The arguments from many of these proponents are, why is alcohol, which kills an estimated 88,000 US citizens per year (National Institutes of Health), legal the world over, but a plant that cannot cause death by overdose remains a horrible scourge on the world (NORML). As a rebuttal, those that would like cannabis to remain prohibited, or limited to medical use only state that not enough research has been performed to prove that it isn’t harmful. This is only partially true. It’s true that outside of one lab in the southern US that was regulated to the point of uselessness, the US has not done much research since the 1960’s and 1970’s. Europe may be a bit more lenient to cannabis in comparison, but there really have only been a handful of studies over the decades. At the same time, a few countries lead by Israel have been extensively studying the medicinal uses of cannabis while the rest of the world seems to have forgotten. At the forefront is Dr Raphael Mechoulam Ph D. who has been studying cannabinoids and their receptors in the human body for over 45 years. Most of the information we have today is from Dr Mechoulam or derived from his works.

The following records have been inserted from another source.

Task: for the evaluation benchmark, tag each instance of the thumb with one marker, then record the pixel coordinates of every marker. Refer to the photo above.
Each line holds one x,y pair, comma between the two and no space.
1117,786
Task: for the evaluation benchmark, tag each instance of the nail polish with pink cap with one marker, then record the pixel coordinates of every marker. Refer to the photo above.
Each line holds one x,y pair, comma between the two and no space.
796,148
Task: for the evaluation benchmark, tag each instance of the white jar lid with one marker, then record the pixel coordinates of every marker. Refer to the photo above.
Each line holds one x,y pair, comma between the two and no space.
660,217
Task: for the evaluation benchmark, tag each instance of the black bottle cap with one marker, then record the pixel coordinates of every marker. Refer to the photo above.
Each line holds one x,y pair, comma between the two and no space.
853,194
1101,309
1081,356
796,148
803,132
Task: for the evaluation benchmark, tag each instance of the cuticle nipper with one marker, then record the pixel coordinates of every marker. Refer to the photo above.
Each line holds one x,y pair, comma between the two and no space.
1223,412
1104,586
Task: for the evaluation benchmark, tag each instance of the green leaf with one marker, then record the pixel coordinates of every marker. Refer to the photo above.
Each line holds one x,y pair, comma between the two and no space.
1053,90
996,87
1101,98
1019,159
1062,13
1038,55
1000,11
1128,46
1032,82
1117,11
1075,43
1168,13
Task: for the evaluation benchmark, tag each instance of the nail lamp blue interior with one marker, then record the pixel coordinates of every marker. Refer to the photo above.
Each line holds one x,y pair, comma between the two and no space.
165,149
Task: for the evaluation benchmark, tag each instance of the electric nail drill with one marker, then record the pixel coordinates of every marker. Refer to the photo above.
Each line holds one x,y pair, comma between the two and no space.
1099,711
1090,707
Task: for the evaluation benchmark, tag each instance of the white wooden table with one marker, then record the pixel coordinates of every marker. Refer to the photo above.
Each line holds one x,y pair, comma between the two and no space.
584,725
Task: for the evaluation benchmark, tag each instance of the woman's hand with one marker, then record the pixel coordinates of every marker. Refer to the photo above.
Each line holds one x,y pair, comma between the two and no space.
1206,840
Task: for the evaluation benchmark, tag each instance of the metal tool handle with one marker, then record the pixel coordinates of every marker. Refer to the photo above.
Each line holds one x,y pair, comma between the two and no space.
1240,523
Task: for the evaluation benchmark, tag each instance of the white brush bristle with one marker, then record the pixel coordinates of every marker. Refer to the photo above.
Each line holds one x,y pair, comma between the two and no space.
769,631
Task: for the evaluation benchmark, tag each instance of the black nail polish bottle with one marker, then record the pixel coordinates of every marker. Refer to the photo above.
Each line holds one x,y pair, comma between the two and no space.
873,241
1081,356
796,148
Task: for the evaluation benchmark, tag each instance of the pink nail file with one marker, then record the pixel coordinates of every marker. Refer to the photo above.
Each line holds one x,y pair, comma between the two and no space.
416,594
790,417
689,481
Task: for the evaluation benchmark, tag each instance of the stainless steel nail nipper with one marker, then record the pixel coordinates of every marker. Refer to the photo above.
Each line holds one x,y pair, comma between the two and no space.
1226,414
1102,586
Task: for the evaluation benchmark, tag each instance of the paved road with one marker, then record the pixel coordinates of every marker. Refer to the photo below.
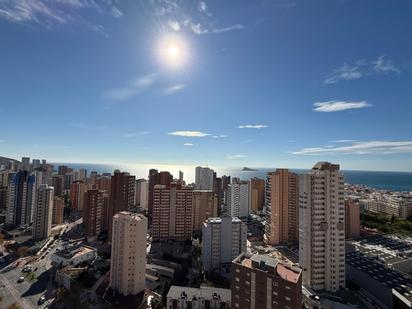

What comes next for medical cannabis?
So, who is right? Like most things in life, the answer is complicated. It’s not simply black or white but lies somewhere in the grey, and as usual, it’s the dealing in absolutes that causes most of the problems in this industry and society. Are there downsides to cannabis? Absolutely, and anyone that denies the effects of psychological addiction and potential for abuse is doing a disservice to their cause. Is there a large potential upside for cannabis? Without a doubt, but too many snake-oil salesmen are trying to claim that cannabis and its products are not only medical miracles but can single handedly save the world with its other potential uses. This puts us in a catch-22.
Most governments won’t make a substance legal until it can be shown to be effective and safe in the correct situations and document which ailments it can actually treat, but if a substance isn’t legal, how can it be put through proper clinical trials to understand exactly what it’s benefits and downsides are? Unless something changes, these two sides will be stuck fighting each other in a battle where no one wins, rather than expanding on the science and uses of this amazing plant which is so much more than just a drug to get you high.
What next for CBD?
As we begin to reemerge and rebuild society after such a huge shock to our global and national systems, I thoroughly expect many nations and states that were “on-the-fence” or ambivalent to move quickly towards some form of legalisation and the taxes that it brings. The faster this shift in policy occurs, the faster we begin to see the kind of peer-reviewed and clinical studies we have come to expect in western society along with the other benefits of better-quality control, fewer criminal charges and all the costs associated with law enforcement of a controlled substance.
Therefore, it seems to me that in today’s turbulent economic climate, if you were serious about addressing the needs of your citizens and countries and you had a choice, why wouldn’t you be moving forward with legalisation?